NEW YORK – 10x Genomics has sued Parse Biosciences, a competitor in the single-cell transcriptomics market, alleging patent infringement.

In a complaint filed Thursday in the US District Court for the District of Delaware, 10x alleged that Parse's Evercode Whole-Transcriptome assay and other planned products infringe six patents owned by or exclusively licensed to 10x.

Specifically, 10x said that Parse's Evercode WT product infringes US Patent Nos. 10,155,981; 10,697,013; and 10,240,197, all titled "Methods for analyzing nucleic acids from single cells."

Parse's planned single-cell ATAC-seq (assay for transposase-accessible chromatin by sequencing) will infringe US Patent Nos. 10,150,995; 10,619,207; and 10,738,357, all titled "Transposition of native chromatin for personal epigenomics," according to the complaint.
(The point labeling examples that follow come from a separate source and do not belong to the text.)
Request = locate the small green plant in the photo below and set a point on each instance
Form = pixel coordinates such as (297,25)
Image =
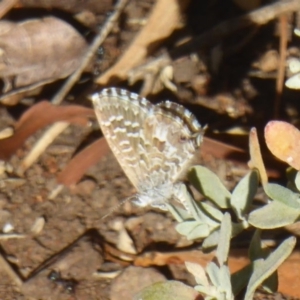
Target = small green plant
(210,221)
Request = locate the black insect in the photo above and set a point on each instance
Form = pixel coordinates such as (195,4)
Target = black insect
(69,285)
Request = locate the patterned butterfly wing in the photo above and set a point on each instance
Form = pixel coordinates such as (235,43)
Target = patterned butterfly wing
(121,116)
(154,144)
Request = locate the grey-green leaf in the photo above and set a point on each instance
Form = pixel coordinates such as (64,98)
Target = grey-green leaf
(208,183)
(168,290)
(283,195)
(262,269)
(273,215)
(244,193)
(224,241)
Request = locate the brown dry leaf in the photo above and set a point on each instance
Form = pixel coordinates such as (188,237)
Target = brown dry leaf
(39,116)
(38,50)
(164,19)
(88,157)
(283,140)
(72,6)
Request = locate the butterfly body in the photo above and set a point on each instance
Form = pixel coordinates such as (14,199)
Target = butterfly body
(154,144)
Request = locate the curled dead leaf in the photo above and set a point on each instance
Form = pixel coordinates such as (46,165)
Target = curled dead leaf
(38,50)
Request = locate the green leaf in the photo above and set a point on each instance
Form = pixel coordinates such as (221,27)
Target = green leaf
(224,241)
(256,252)
(166,291)
(212,240)
(239,279)
(283,195)
(244,193)
(213,272)
(273,215)
(225,282)
(208,183)
(297,181)
(262,269)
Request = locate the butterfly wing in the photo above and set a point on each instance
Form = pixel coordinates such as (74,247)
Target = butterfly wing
(154,144)
(121,116)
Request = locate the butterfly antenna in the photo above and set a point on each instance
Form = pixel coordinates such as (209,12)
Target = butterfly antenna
(117,207)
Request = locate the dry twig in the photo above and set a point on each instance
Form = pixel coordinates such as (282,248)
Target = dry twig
(92,49)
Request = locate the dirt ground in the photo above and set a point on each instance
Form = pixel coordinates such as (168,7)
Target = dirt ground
(63,248)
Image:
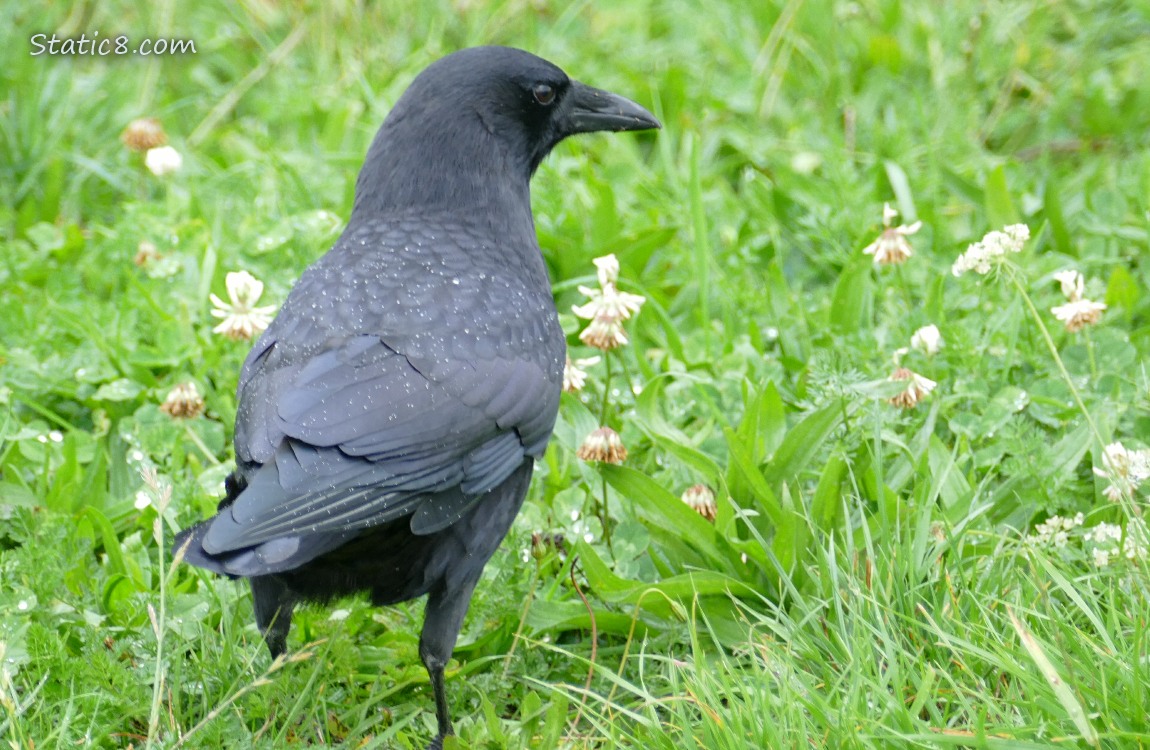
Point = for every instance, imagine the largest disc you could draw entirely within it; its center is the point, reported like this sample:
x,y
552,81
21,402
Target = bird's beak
x,y
596,109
The company asked the court for a declaratory judgement that Parse infringes its patents and an injunction against the alleged infringement, as well as a trial by jury. 10x also seeks damages and royalties.

"Parse is a single-cell genomics company that has made clear that it intends nothing less than to copy 10x's complete lineup of single-cell products wholesale," 10x alleged, referencing an April GenomeWeb story that revealed Parse's plans for early-access programs for targeted single-cell RNA sequencing and a single-cell CRISPR assay, as well development of a single-cell ATAC-seq assay.

"10x has invested more than $1 billion in R&D to invent and bring to market breakthrough technologies that have catalyzed a revolution in genomics," a 10x spokesperson said in an email. "We will protect our investments and vigorously defend our products and broad intellectual property portfolio against infringement." 

"Through Evercode, Parse offers a fundamentally differentiated solution that makes single-cell sequencing more scalable without the need for expensive microfluidic instruments," Parse CEO and Cofounder Alex Rosenberg said in a statement. "This lawsuit is without merit, and we will defend ourselves vigorously. We will not let competition prevent us from making single-cell genomics more accessible to the broader community."

Pleasanton, California-based 10x offers the popular Chromium platform for droplet-based single-cell transcriptomics and multimodal analysis and has been one of the first companies to develop spatial transcriptomics technology.

Parse, a University of Washington spinout, offers plate-based single-cell assays. It announced $7 million in Series A funding in January 2021.

The lawsuit makes Parse the latest of 10x's competitors to be hit with a patent lawsuit. In 2020, 10x won a declaration making it the exclusive licensee for a key patent that had also been licensed to single-cell firm 1Cellbio. And last year, 10x settled a tangle of lawsuits over single-cell IP involving Bio-Rad Laboratories and single-cell instrument maker Celsee, resulting in a global cross-licensing and royalty deal.

In the last year, 10x has launched a new wave of lawsuits over spatial genomics technology, alleging patent infringement by NanoString Technologies and Vizgen.